Grazie a lui, Pollica è divenuta la capitale mondiale della Dieta Mediterranea. Ancel Keys, il biologo statunitense che per primo coniò quest’espressione, visse per ben quarant’anni nel paese per studiare i benefici di un’alimentazione che nel frattempo è divenuta un vero e proprio brand a livello mondiale, con macroscopici risvolti, per l’Italia, non solo in termini di export, ma anche e soprattutto di conservazione e promozione di una tradizione che include conoscenze e pratiche che vanno dal paesaggio alla tavola, attraverso le colture, la raccolta, la pesca, la preparazione e il consumo di cibo; i suoi punti di forza sono il rispetto per la biodiversità, che garantisce lo sviluppo delle attività tradizionali e dei mestieri collegati alla pesca e all’agricoltura nelle comunità del Mediterraneo, e il ruolo delle donne nella trasmissione delle competenze, dei riti, dei gesti tradizionali che accompagnano un modo di nutrirsi che è ormai unanimemente percepito come il migliore del mondo.

Nel raggiungere un tale straordinario risultato, il ruolo di Angelo Vassallo è stato cruciale; ma la sua attività non si è certo limitata a questo.

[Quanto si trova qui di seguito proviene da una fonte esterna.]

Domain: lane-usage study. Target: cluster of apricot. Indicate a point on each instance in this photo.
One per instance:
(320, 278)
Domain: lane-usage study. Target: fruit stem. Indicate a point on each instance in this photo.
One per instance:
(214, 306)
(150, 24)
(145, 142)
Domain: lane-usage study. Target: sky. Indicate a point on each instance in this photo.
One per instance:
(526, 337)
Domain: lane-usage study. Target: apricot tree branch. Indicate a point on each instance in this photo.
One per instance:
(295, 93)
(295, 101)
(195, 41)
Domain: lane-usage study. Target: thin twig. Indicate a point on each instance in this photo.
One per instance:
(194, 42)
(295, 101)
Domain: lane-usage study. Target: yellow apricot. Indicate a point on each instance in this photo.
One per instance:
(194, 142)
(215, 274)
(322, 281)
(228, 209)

Il suo costante impegno per la tutela dell’ambiente, che l’ha purtroppo portato nel mirino della camorra, è anche la più grande eredità che lascia ai suoi concittadini: non a caso Pollica ha ricevuto più volte il prestigioso riconoscimento della Bandiera Blu di Legambiente e Touring Club per la salubrità del suo mare. La sua ordinanza che decretava una multa di mille euro per chi gettava a terra mozziconi di sigarette – che all’epoca dell’emissione fu accolta come singolare e bizzarra da gran parte dell’opinione pubblica nazionale –, non era che una prova tangibile della sua reale e concreta comprensione di quanto fosse importante preservare con ogni mezzo l’integrità ambientale del Cilento.

La sua lungimiranza nel puntare, per il rilancio del territorio che amministrava, non sul cemento, ma sulla natura, sulla decrescita, sul turismo sostenibile, sulle energie rinnovabili, sulla lotta all’evasione fiscale – un’altra ordinanza che suscitò clamore fu quella che stabiliva la revoca delle concessioni comunali a chi non fosse in regola con il pagamento delle tasse – è servita a Pollica per divenire, su molti di questi aspetti, un comune all’avanguardia.

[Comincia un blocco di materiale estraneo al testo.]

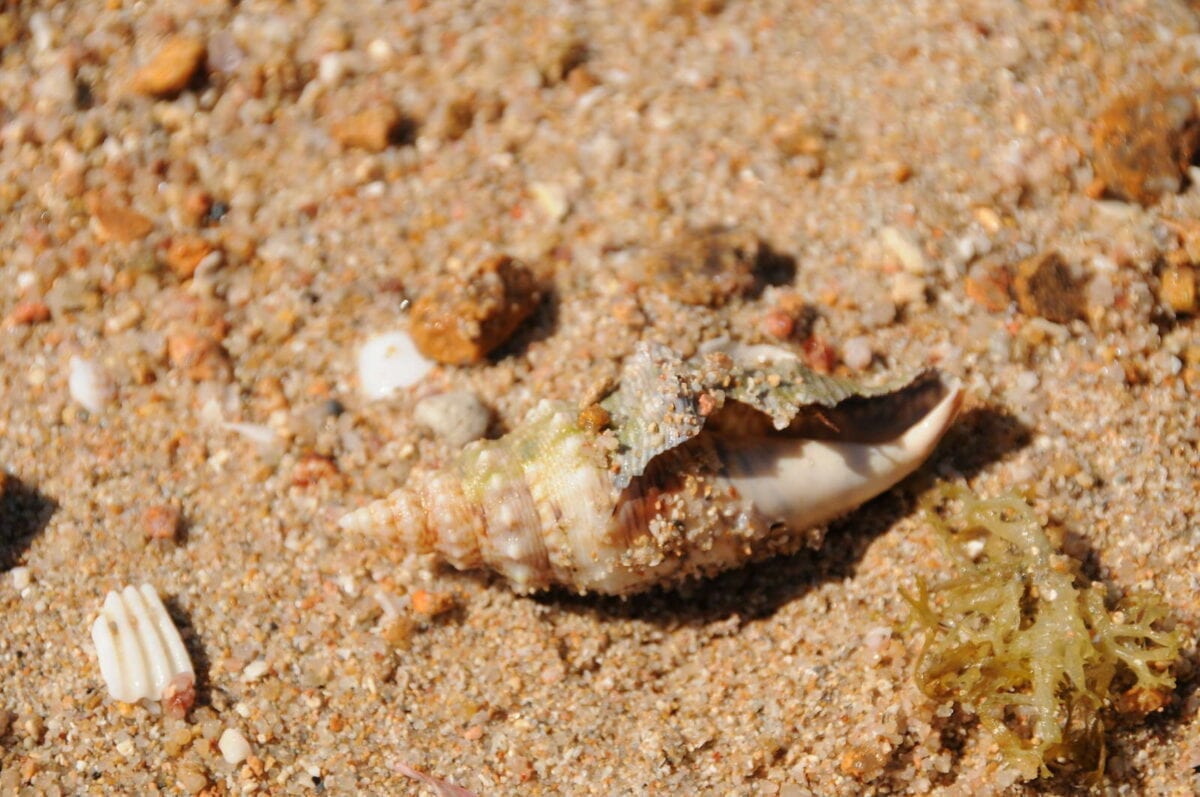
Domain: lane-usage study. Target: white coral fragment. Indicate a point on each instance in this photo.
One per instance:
(141, 652)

Nel Parco sono infatti attualmente attive diverse piccole comunità che provano a praticare la sovranità alimentare e l’autonomia energetica con fonti alternative. Ma anche a livello nazionale si sono moltiplicati, negli ultimi anni, i movimenti e le iniziative per la decrescita, per la tutela dell’ambiente, per il risparmio energetico, per la protezione dell’enogastronomia di qualità.

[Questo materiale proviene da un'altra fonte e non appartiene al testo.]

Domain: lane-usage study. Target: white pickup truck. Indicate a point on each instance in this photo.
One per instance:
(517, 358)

Che la memoria di Angelo Vassallo sia più viva che mai, così come la volontà di continuare la sua opera, è testimoniato anche da iniziative come lo spettacolo teatrale Il sindaco pescatore, diretto da Enrico Maria Lamanna e interpretato da Ettore Bassi, che debutterà a Fasano proprio stasera: spettacolo tratto dal libro di Dario, fratello di questo ordinario eroe che ha sacrificato la sua vita nell’impegno di difendere la sua terra dal crimine e dalla speculazione.

Le sue idee, a cinque anni dalla sua scomparsa, sono sempre più profondamente radicate tra i suoi concittadini, e ogni giorno emergono nuove persone in grado di portarle avanti: persone convinte che la bellezza che caratterizza il nostro Paese sia la nostra più grande ricchezza, e allo stesso tempo che la sua tutela sia la nostra più grande responsabilità verso le nuove generazioni. La bellezza può essere il motore di un vero cambiamento, una forza rivoluzionaria per combattere l’ingiustizia, le mafie, la corruzione, lo scempio del territorio. E non mi riferisco ad una bellezza artificiale, da cartolina, merce da vendere al miglior offerente: penso invece alla bellezza delle idee e dei gesti quotidiani con cui possiamo riappropriarci dei beni comuni, dell’arte e della storia che sono le nostre radici e il nostro futuro, e ribellarci al degrado e all’illegalità. Questa è la bellezza che rappresenta una speranza per il futuro del Paese; e su questo vorrei esortare gli studenti a riflettere, ringraziandovi per l’attenzione e augurandovi buon lavoro: poiché saranno proprio loro, domani, i destinatari e i responsabili di questa straordinaria eredità.